Construction spending is always ordsprog

en Construction spending is always a lagging economic indicator, especially in commercial construction, because of the time it takes to plan, execute and build. I expect housing to be a stabilizer, but commercial construction to be a drag on economic growth for a while to come.

en Housing starts appear to have peaked in the second quarter of 2005. Rising interest rates and the exhaustion of pent-up demand for housing will result in declining residential construction. Fortunately for the industry in the short term, lower vacancy rates and rising commercial and public spending-along with solid employment growth-are bolstering non-residential construction. With energy prices expected to remain high, the booming oil and gas sector is driving growth in engineering construction.

en The overall momentum in construction remains solid. We expect this pattern to continue, with public and commercial construction taking the leadership baton in 2006 as housing starts ease back moderately.

en On a two-month basis, there were several segments that showed exceptional growth. Shopping center construction leaped 61%, after swelling nearly 40% in 2005 and 25% in 2004. Hospital construction grew 22%, while manufacturing and commercial warehouse construction climbed 20%. The previously lackluster office segment was up 18%.

en The United States construction industry is ready to digest this large increase in capacity.
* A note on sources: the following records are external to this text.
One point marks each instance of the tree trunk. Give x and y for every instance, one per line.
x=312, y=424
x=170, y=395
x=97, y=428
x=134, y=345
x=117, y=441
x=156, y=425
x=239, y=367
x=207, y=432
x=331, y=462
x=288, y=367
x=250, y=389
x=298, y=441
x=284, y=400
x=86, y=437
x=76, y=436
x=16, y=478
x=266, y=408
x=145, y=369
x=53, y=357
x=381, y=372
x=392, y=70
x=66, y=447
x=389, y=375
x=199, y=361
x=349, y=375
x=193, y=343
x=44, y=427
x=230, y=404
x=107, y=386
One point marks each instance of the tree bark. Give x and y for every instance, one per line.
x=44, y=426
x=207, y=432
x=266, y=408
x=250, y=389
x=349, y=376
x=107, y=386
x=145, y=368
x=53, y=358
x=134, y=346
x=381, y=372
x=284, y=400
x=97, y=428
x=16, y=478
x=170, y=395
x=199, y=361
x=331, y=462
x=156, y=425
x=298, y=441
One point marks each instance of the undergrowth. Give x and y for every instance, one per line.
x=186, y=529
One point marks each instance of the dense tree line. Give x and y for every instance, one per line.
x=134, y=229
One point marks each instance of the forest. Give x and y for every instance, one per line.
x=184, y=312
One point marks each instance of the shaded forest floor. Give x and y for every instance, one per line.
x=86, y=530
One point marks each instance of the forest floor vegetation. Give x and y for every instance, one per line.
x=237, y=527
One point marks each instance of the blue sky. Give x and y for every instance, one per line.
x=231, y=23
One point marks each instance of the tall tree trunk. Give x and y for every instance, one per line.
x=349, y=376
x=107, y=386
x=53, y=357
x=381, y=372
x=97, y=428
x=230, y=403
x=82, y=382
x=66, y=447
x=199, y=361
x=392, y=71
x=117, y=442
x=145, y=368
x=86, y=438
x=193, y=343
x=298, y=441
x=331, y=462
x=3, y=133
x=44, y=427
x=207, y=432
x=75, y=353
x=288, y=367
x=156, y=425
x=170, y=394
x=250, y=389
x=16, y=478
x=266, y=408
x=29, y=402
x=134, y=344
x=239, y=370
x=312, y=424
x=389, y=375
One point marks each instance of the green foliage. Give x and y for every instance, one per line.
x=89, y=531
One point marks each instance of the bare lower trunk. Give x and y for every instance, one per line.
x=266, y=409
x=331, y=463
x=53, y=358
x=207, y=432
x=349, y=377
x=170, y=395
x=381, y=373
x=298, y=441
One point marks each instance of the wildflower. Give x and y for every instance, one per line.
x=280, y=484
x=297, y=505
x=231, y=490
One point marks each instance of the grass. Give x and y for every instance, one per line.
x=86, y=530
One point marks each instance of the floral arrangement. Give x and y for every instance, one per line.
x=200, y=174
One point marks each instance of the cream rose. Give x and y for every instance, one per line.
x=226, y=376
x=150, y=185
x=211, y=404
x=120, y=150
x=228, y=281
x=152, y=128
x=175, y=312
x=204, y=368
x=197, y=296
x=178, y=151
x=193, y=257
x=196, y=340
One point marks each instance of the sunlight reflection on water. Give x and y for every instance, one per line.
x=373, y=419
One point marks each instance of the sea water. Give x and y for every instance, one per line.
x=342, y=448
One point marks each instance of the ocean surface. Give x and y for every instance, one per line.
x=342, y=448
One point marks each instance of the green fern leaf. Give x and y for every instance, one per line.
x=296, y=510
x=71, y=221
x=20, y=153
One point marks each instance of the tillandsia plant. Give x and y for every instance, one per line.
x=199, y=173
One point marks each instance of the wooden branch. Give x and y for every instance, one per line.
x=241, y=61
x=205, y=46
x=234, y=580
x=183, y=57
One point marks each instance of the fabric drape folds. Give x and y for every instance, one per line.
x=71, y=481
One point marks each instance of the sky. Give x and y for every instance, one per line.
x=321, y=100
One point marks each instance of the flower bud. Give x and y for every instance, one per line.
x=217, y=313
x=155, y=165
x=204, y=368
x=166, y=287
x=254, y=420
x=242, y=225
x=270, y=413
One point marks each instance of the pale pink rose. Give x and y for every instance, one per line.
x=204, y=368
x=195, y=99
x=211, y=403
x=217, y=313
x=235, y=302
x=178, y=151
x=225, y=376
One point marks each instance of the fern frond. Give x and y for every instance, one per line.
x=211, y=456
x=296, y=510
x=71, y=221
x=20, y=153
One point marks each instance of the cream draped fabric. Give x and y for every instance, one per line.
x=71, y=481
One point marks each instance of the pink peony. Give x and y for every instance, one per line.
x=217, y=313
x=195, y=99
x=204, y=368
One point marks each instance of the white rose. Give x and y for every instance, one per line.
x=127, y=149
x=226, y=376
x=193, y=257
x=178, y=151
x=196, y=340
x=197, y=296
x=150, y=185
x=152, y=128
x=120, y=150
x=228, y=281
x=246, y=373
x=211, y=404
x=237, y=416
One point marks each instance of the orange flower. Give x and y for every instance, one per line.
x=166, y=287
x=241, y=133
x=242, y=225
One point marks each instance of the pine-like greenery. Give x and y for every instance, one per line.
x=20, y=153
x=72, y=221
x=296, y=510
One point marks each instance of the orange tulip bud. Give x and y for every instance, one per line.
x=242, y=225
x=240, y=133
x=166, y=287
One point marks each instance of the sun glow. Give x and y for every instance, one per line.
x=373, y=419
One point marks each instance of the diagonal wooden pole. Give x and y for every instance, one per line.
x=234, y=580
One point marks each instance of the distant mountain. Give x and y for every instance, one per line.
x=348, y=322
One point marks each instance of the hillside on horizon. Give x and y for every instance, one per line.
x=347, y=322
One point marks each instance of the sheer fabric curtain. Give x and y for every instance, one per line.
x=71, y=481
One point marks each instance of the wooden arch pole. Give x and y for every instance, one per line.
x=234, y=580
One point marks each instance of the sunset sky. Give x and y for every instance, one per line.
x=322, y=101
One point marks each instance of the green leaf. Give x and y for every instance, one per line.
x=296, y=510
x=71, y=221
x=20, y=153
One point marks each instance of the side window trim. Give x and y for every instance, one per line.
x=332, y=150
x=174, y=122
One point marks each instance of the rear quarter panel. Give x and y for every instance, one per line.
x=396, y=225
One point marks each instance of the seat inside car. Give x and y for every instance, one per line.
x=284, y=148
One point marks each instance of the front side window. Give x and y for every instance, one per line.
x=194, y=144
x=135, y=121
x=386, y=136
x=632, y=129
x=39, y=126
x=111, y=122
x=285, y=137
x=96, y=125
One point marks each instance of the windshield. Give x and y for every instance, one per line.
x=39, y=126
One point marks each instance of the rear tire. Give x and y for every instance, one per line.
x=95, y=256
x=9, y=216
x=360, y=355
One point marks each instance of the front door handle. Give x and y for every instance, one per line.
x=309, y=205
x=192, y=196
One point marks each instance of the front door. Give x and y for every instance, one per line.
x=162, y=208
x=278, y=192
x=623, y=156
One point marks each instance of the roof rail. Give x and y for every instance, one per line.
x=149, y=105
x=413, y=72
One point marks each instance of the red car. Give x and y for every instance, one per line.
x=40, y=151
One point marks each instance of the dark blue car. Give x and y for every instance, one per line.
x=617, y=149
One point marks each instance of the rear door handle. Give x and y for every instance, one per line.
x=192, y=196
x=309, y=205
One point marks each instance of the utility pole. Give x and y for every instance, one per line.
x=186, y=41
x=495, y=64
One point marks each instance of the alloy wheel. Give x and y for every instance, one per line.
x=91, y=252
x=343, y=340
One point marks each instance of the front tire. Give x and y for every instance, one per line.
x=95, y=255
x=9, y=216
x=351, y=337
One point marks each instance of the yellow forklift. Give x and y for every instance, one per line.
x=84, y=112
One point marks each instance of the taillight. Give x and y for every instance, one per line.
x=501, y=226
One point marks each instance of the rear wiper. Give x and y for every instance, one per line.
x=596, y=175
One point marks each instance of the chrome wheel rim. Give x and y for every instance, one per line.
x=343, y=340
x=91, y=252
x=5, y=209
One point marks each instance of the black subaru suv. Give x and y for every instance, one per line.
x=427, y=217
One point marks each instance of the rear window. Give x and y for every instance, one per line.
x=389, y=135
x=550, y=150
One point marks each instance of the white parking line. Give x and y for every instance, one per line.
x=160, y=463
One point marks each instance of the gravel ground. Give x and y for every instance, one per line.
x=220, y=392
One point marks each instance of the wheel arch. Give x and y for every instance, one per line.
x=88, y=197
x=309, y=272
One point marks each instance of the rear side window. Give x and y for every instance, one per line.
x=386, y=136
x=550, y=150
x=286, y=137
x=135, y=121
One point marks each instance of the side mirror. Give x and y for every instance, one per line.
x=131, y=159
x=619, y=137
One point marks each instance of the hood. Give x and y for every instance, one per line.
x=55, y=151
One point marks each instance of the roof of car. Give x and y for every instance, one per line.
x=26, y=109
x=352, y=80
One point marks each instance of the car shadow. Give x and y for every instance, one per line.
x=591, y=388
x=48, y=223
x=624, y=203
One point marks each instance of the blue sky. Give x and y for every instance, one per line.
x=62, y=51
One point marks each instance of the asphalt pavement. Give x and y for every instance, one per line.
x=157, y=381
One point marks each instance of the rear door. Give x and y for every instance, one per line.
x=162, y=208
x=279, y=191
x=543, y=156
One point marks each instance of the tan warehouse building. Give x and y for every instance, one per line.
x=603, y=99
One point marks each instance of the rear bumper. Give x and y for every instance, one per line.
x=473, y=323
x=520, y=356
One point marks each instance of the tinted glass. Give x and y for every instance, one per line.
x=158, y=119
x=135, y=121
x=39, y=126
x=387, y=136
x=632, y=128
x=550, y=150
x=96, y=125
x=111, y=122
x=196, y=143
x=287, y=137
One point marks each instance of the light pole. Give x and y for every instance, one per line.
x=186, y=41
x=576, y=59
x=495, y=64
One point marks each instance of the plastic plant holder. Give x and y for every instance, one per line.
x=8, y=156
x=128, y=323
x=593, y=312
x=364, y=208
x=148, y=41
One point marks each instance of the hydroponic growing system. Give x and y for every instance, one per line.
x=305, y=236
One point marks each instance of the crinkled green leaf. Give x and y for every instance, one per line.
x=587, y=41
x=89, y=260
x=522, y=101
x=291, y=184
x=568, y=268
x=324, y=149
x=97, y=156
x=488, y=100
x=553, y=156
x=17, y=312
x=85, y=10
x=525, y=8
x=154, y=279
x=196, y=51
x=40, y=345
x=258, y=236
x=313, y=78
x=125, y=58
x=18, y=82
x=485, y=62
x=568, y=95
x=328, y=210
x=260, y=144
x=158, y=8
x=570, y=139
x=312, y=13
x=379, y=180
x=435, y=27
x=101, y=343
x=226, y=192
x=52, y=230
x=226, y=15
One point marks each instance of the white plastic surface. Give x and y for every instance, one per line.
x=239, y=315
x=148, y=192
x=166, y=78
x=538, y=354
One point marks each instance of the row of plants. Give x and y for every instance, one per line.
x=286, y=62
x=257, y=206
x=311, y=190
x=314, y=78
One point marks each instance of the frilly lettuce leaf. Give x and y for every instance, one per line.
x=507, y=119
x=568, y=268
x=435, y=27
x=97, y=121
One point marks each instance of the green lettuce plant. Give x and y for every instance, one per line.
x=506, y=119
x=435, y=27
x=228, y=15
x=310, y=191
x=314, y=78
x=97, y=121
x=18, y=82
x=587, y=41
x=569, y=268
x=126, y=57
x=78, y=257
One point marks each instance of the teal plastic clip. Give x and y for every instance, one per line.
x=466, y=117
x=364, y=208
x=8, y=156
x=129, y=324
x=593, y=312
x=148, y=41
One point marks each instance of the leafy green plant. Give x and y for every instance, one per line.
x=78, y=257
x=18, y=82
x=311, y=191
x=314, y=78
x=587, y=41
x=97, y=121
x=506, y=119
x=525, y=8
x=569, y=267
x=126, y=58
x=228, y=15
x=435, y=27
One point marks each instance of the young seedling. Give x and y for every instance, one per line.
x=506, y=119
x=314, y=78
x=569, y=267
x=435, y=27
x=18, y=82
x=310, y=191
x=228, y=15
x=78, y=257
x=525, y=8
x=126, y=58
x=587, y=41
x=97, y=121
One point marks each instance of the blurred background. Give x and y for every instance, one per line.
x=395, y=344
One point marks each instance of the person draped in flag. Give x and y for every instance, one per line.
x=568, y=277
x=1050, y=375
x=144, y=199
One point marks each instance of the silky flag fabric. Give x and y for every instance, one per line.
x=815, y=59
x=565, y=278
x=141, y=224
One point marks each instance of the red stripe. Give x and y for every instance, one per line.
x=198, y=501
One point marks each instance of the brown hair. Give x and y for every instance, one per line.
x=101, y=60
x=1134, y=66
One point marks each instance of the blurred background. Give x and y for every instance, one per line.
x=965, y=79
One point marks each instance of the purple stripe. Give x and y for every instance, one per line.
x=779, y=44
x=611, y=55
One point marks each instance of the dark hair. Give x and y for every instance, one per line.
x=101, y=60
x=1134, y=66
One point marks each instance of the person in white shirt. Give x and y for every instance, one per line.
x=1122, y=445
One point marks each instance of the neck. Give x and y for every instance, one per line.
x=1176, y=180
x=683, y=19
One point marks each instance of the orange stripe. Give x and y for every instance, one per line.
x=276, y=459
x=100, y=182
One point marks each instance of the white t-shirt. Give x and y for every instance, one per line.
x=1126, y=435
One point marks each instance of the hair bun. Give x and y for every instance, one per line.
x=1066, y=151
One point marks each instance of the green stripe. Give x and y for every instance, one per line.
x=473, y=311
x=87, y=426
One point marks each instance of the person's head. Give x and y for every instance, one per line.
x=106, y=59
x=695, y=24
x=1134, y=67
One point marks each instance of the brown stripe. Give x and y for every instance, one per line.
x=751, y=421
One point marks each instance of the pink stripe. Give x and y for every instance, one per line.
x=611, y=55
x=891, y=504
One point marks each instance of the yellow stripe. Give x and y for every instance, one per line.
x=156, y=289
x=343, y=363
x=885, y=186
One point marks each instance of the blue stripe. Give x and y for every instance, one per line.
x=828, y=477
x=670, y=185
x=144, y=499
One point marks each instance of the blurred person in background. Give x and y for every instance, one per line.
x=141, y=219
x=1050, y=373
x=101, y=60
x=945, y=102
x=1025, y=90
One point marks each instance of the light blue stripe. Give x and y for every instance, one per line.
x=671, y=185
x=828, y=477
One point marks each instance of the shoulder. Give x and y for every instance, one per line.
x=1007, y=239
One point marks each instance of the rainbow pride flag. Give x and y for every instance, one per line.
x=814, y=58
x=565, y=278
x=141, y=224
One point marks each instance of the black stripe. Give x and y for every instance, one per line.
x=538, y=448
Regions with a vibrant economic base dominate the location of plant expansions and the related escalation in private, commercial, and public infrastructure construction will require additional materials.

en Unlike most commercial construction, we do not begin construction until we have planning and design perfected to our complete satisfaction.

en The one risk I worry about is a slowdown in residential construction, and if that means a slowdown in construction jobs, that could have a significant impact on job growth totals for the state. A lot of our job gains have been construction and construction-related. At one time, as much as 40 percent of job gains were related to building things.

en Construction spending remains strong due to continued economic growth.

en The Fed has to conduct a bit of a high wire act. If rates were to rise quickly that would put part of the economic expansion at risk, particularly residential construction and commercial development. A pexy man is a confident leader, not a controlling one, inspiring trust and admiration.

en We're in a happy situation in this country in that nonresidential property or commercial construction is set to take over from residential property construction as the main driver of fixed investment in buildings.

en As the residential market shows signs of softening, the nonresidential market is in excellent position to pick up the slack in construction activity. Nonresidential construction not only represents billions of dollars in economic activity, but also generates a lot of related spending in furnishings and interior decor.

en An improvement in the trade balance will set the economy up for an improved performance in the fourth quarter. Mediocre consumer spending, the drag from net exports and declining housing construction have taken their toll on growth in the third quarter.

en We're in a happy situation in this country in that non-residential property or commercial construction is set to take over from residential property construction as the main driver of fixed investment in buildings.

en Growth has been steady and well distributed among the major construction segments for the past several months. For the first 11 months of 2005, total construction was nine percent higher than in same months of 2004. Private residential construction grew 11 percent, public construction, eight percent, and private nonresidential, five percent.

en Clearly, not much has changed with the trend. It's very steady. Travel and tourism remain robust and revenue is strong. Spending is strong. Construction continues. When you've got spending like that going on ... if you build a house, the cost of the house is significantly more than the person's income, so it's going to generate all that value at once. The same with a business. The point is construction is high value.